All,
Intrepid asked in the CB for a piece of code that would satisfy the following requirements:
- Identify values in a list with the minimum length
- Identify the maximum string value in the resulting list
- Identify a random value from the resulting list
These have been generalized a bit as hashref keys were involved, but I provided the following straightforward solution:
my @min_keys = sort { length($a) <=> length($b) || $a cmp $b } keys %$
+hashref;
my $min = length $min_keys[0];
for ( 1 .. $#min_keys ) {
if ( length $min_keys[$_] != $min ) {
splice @min_keys, $_;
last;
}
}
# maxstr & random
print join "\t", $min_keys[-1], $min_keys[ rand @min_keys ];
There was a follow on discussion about how this could be done efficiently.
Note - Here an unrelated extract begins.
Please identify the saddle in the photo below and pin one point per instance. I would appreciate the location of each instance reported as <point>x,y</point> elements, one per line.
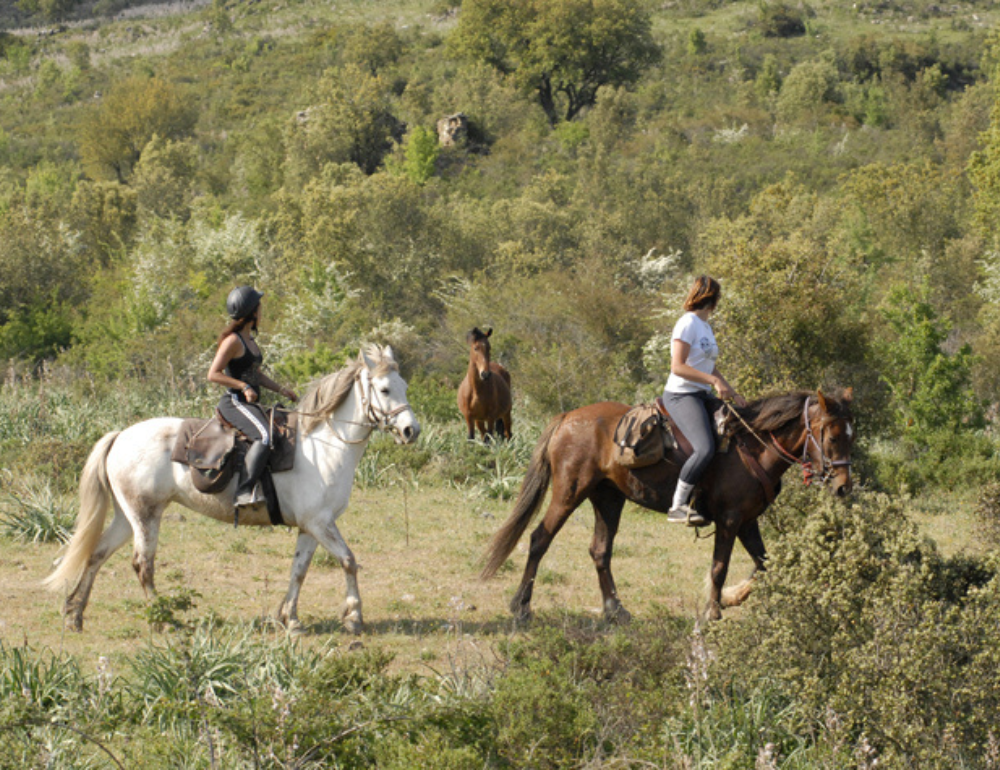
<point>643,437</point>
<point>214,451</point>
<point>647,433</point>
While
some were interested in a general solution that may be incorporated into
List::Util, I felt a variation of the watermark algorithm was all that was needed to satisfy all the requirements in a single pass:
my @list = qw(zero one two three four five six seven eight nine ten el
+even twelve);
my ($maxstr, $random) = find_shortest( @list );
print join "\t", $maxstr, $random;
sub find_shortest {
my ($pos, $len, $maxstr, @min) = (0, undef, '', 0, undef);
my %dispatch = (
-1 => sub {
($len, $pos) = (length($_), 0);
($min[$pos], $maxstr) = ($_, $_);
},
0 => sub {
$min[++$pos] = $_;
$maxstr = $_ if $_ gt $maxstr;
},
1 => sub { return },
);
for ( @_ ) {
if ( ! defined $len ) {
$len = length();
($min[$pos], $maxstr) = ($_, $_);
next;
}
$dispatch{ length($_) <=> $len }->();
}
return ($maxstr, (@min[0..$pos])[rand $pos]);
}
There are still ways to improve on it, but I thought it was neat and only required a minimal amount of extra effort. How could you improve (keeping the original 3 requirements in mind)?